Definición
Un hash es el resultado de pasar un dato por una función matemática que produce una cadena de longitud fija. Da igual que le des una palabra o un fichero de un giga: el resultado siempre mide lo mismo.
Tres propiedades lo definen:
Determinista. El mismo dato de entrada da siempre exactamente el mismo hash.
De un solo sentido. Del hash no se puede volver al dato original. No es cifrado: el cifrado se puede deshacer con la clave, un hash no se deshace nunca.
Sensible al mínimo cambio. Cambia una letra del texto y el hash resultante no se parece en nada al anterior.
Se usa para tres cosas: guardar contraseñas, comprobar que un fichero no se ha alterado, e identificar contenido de forma compacta.
El caso de las contraseñas
Es el uso más importante y donde más se mete la pata.

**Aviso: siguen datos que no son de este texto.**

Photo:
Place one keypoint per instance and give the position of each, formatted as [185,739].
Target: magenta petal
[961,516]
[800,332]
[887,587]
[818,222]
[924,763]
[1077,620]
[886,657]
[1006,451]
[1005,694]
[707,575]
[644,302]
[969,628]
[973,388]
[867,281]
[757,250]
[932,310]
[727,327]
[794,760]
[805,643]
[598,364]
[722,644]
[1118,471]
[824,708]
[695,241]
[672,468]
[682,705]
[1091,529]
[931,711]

Una contraseña nunca se guarda tal cual. Se guarda su hash. Cuando alguien entra, se calcula el hash de lo que ha escrito y se compara con el guardado. Si tu base de datos se filtra, el atacante tiene hashes, no contraseñas.
Pero hay dos problemas que el hash a secas no resuelve:
Contraseñas iguales dan hashes iguales. Si dos usuarios tienen la misma contraseña, se ve en la base. Y existen tablas gigantes con los hashes de millones de contraseñas comunes ya calculados. La solución es la sal: un valor aleatorio distinto para cada usuario que se añade antes de calcular el hash.
Los hashes normales son demasiado rápidos. SHA-256 está diseñado para ser veloz, y eso es exactamente lo que quiere un atacante: con una tarjeta gráfica se prueban miles de millones por segundo. Para contraseñas hace falta una función deliberadamente lenta.
Por eso, para contraseñas se usan bcrypt, scrypt o Argon2, no SHA-256. Llevan la sal incorporada y tienen un factor de coste ajustable: cuando el hardware mejore, subes el coste y siguen siendo lentas.
$hash = password_hash($clave, PASSWORD_BCRYPT); // al registrar
password_verify($clave, $hash); // al entrar
Ejemplo práctico
En mis proyectos hay tres usos de hash bastante distintos, y sirven para ver la variedad.
Contraseñas. El acceso al panel de AEWorks guarda un hash bcrypt en un fichero de configuración fuera del repositorio. Ni yo puedo leer la contraseña; solo comprobar si la que se escribe coincide.
Anonimizar sin perder la utilidad. El asistente público de la web tiene topes por IP, así que necesita distinguir visitantes. Pero el aviso legal promete no guardar datos personales, y una IP lo es. La solución: se guarda un hash de la IP con una sal que cambia cada día. Sirve para contar peticiones dentro del día, y pasadas 24 horas ni siquiera yo puedo reconstruir de qué IP venía.
Detectar cambios. Al comparar la copia local de una web con lo que hay en el servidor, se calcula el hash de cada fichero en los dos lados. Los que coinciden están igual; los que no, han cambiado. Con miles de ficheros es la única forma práctica de saberlo.
Un detalle de ese último caso que da la lata: el comando de hash de algunos entornos marca los ficheros binarios con un asterisco delante de la ruta. Si comparas las dos listas sin normalizar eso, no casa ni un solo fichero y parece que todo ha cambiado.
Errores comunes
- Guardar contraseñas en claro. Sigue pasando. Es indefendible.
- Usar SHA-256 o MD5 para contraseñas. Demasiado rápidos. MD5 además está roto desde hace años.
- Inventarse el esquema. "SHA-256 aplicado tres veces con mi sal" no es más seguro: es más frágil. Usa la función que tu lenguaje ya trae.
- Reutilizar la misma sal. Debe ser distinta por usuario y aleatoria.
- Comparar hashes con
==. Para datos sensibles hay que usar una comparación de tiempo constante, o el tiempo que tarda la comparación filtra información. - Confundir hash con cifrado. Si necesitas recuperar el valor original —el IBAN de un cliente, por ejemplo—, eso se cifra, no se hashea.
Cuándo usarlo
Hash cuando solo necesitas comprobar si algo coincide sin guardar el original: contraseñas, integridad de ficheros, identificadores anónimos.
Cifrado cuando necesitas recuperar el valor: credenciales de terceros que hay que usar, datos bancarios, documentos.
La pregunta que lo decide: ¿necesito volver a leer este dato alguna vez? Si sí, cifrado. Si solo necesito comprobar, hash.